昭和初めの華やかな時代を描いて
──林真理子ファンとしては、『ミカドの淑女』の主人公である下田歌子が登場するのも嬉しかったです。
林 彼女は、大正天皇の后候補を決めるのにも深く関わっているのです。貞明皇后が華族女学校(現在の学習院女子中等科・高等科)に通われていた際に学校へ出入りし、大正天皇の后にふさわしい女性を探した人物でもありました。下田歌子は現在の実践女子学園の創設者で、学内では神のような存在として扱われているそうです。『ミカドの淑女』ではスキャンダラスに書いて卒業生から少々抗議をいただいたので、今作では少し良い役で出さなければ、という気持ちもありました。
──短篇集の中で格別な思いのある作品はありますか。
林 最後に収録されている「母より」は、特に思い入れがありますね。貞明皇后の第二皇子である秩父宮雍仁親王が登場し、「皇后は闘うことにした」にもつながる一作です。雍仁親王に嫁いだ勢津子妃は、外交官の父・松平恒雄(会津藩主・松平容保の六男)を持ち、海外でのびやかに生まれ育ちます。当時珍しかった、英語の堪能な帰国子女で、お二人の出会いも、当時勢津子様がお住まいだったワシントンでした。そして、裕仁親王を除く3人の皇子の結婚相手選びには、貞明皇后が深く関わられ、最初に自分でお選びになったのが勢津子妃なのです。しかし、日本の上流社会とは全く異なる文化で育った方が皇室にお入りになると、想像を絶する苦労があるのです。
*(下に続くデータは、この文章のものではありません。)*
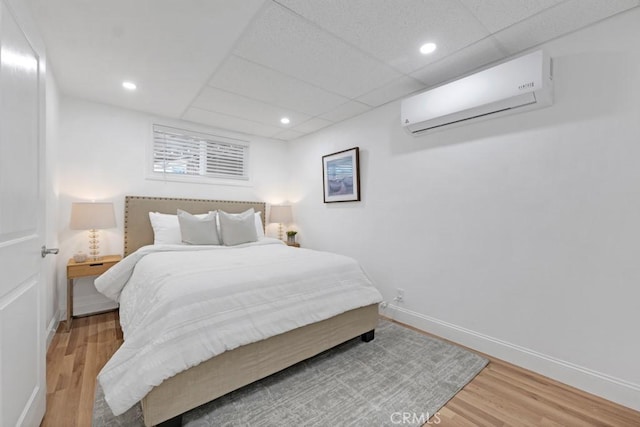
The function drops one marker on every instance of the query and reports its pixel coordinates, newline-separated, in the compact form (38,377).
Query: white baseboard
(92,304)
(52,327)
(614,389)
ご婚姻後は子を生すことが叶わず、結核に罹った晩年の秩父宮様を御殿場で看病されます。どれほどお辛かったことか。勢津子妃は今ではあまり知られておらず、残念だなという思いがありました。短篇集の巻末の「あとがき」でも書きましたが、妃のすばらしさを今の人に伝えられたらという気持ちを込めて執筆しました。
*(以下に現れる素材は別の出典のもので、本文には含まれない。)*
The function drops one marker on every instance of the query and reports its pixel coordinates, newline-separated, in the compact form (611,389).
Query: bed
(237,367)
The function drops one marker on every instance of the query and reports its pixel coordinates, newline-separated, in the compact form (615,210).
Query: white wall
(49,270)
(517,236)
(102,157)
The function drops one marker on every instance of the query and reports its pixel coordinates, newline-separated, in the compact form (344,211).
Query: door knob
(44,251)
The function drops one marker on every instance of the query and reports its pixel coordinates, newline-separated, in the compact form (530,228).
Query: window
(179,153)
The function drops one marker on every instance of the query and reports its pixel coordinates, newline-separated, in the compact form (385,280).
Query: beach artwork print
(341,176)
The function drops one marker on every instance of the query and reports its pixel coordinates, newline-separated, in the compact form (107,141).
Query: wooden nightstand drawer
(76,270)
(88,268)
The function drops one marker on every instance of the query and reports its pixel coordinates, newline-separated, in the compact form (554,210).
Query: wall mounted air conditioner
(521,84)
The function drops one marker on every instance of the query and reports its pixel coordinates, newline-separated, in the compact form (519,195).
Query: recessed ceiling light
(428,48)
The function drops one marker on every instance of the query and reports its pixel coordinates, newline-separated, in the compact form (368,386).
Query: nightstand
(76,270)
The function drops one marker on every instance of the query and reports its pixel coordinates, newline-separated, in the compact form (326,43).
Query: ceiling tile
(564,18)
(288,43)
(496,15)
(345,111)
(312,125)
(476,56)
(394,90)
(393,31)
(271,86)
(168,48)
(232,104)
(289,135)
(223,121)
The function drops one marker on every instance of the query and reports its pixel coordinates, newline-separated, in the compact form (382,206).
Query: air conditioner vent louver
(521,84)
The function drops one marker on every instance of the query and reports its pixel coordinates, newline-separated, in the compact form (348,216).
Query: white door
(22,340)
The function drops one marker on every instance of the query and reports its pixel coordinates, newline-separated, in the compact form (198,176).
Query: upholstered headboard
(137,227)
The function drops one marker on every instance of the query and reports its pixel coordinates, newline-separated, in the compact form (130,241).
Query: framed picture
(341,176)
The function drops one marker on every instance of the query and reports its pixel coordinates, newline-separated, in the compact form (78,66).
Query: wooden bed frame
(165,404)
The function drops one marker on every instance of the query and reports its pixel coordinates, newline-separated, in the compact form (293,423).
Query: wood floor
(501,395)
また、第三皇子である高松宮宣仁親王は、「徳川慶喜家の嫁」の次女・喜久子様と結婚します。婚姻後すぐ、昭和天皇の名代として、妃を伴って欧米を周遊されています。14ヶ月にもわたって各国を回る、華やかなことこの上ないツアー。娘の不在を守る実枝子妃の寂しさをまとったお姿も「徳川慶喜家の嫁」に描きましたが、昭和の初めの、非常に良い時代を象徴する出来事だったと思います。